Qualified business income, or QBI, is the net income generated by any qualified trade or business under Internal Revenue Code (IRC) § 162.
Rental properties are usually treated as passive activities, and passive activities are excluded from the definition of a qualified trade or business. However, rentals that qualify as trades or businesses under IRC § 162 are not considered passive, which means they could potentially qualify for the QBI deduction.
To provide preliminary guidance to this popular question, the IRS released Notice 2019-07, the key points of which we've summarized below.
Income from these types of rentals is specifically excluded for the purposes of the QBI deduction:
- Passive rental activities that are not considered a trade or business
- For example, a single-family dwelling rented out for a year or more in which there is little or no interaction between the landlord and the tenants other than periodically collecting rent and the occasional repair
- Property used as a residence by the taxpayer for any part of the year under IRC § 280A
- This includes vacation homes, cabins, seasonal or "snowbird" residences, etc.
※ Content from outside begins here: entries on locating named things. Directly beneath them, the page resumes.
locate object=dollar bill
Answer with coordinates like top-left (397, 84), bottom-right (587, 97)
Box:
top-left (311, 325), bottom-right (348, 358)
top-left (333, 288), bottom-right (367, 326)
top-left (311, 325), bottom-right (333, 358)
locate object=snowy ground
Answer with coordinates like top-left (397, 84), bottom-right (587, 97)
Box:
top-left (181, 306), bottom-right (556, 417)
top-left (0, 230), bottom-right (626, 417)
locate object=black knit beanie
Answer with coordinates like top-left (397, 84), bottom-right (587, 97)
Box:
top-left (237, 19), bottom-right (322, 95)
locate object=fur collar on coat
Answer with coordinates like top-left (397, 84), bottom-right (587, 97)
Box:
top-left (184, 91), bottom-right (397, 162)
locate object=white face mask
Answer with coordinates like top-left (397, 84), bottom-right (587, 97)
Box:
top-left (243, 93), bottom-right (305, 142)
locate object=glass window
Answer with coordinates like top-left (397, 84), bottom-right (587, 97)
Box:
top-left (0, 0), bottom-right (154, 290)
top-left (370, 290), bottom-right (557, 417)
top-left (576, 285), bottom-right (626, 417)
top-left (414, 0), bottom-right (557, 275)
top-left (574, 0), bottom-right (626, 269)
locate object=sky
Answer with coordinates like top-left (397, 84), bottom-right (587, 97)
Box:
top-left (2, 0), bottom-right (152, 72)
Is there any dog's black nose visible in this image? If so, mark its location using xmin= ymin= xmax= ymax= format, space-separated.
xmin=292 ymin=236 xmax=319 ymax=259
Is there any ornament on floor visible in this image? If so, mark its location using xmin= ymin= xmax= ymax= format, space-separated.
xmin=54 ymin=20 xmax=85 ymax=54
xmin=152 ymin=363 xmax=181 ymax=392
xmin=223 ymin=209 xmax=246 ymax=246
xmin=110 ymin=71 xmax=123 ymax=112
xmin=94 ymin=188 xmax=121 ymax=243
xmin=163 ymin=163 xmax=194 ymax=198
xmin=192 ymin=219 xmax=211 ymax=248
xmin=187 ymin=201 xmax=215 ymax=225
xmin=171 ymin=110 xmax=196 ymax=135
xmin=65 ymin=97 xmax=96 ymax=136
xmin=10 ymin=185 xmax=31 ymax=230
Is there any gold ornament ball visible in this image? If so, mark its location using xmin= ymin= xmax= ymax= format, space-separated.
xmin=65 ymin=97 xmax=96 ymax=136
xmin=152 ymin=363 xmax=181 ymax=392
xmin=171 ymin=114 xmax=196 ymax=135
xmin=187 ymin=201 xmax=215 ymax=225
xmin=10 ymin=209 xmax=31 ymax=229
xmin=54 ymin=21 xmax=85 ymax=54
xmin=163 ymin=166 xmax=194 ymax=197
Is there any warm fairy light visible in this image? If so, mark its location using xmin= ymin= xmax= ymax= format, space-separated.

- Triple-Net (NNN) leases, where the tenant or lessee pays real estate taxes, insurance, and maintenance in addition to rent and utilities
- Rentals located outside the United States
- Land rentals
If your rental or rental activities fall into any of the above categories, you can't take the QBI deduction on the income generated.
If you’re a real estate professional for tax purposes (that is, over 50% of the personal services you performed in business during the tax year were in a real estate business you materially participated in for more than 750 hours that same year) then your rental income qualifies for the QBI deduction, provided all the other conditions are met.
What if you own a rental — or three — but don’t qualify as a real estate professional? Turns out you can qualify for the QBI deduction, as long as your rental activities constitute a trade or business.
Generally, this means each rental real estate enterprise (a rental property or group of similar rental properties, including K-1 rental income) must satisfy these requirements:
- Each enterprise maintains its own books and records to track income and expenses;
- At least 250 hours of rental services are performed per year per enterprise; and
- (Starting with tax year 2019) Contemporaneous records of services performed are kept which includes who performed the service, description of service, the date of the service, and how long it took (who, what, when, and how long).
Rental services can be performed by the owners or by their employees, independent contractors, or agents and would include things like:
- General operation, maintenance, and repair of the property
- Purchasing materials
- Property management activities
- Supervising employees and contractors
- Advertising the property for rent
- Tenant selection and background checks
- Negotiating and executing leases
- Collecting and depositing rent
Activities excluded from the definition of rental services include:
- Time spent traveling to and from the property
- Reviewing financial statements or operational reports
- Financial or investment management (for example, financing)
- Procuring or acquiring property to rent
- Planning, managing, or constructing long-term capital improvements
Please note that if a rental fails to satisfy these requirements, the enterprise could still be treated as a qualified trade or business for the purposes of the QBI deduction, provided it meets the definition of a trade or business under IRC § 162.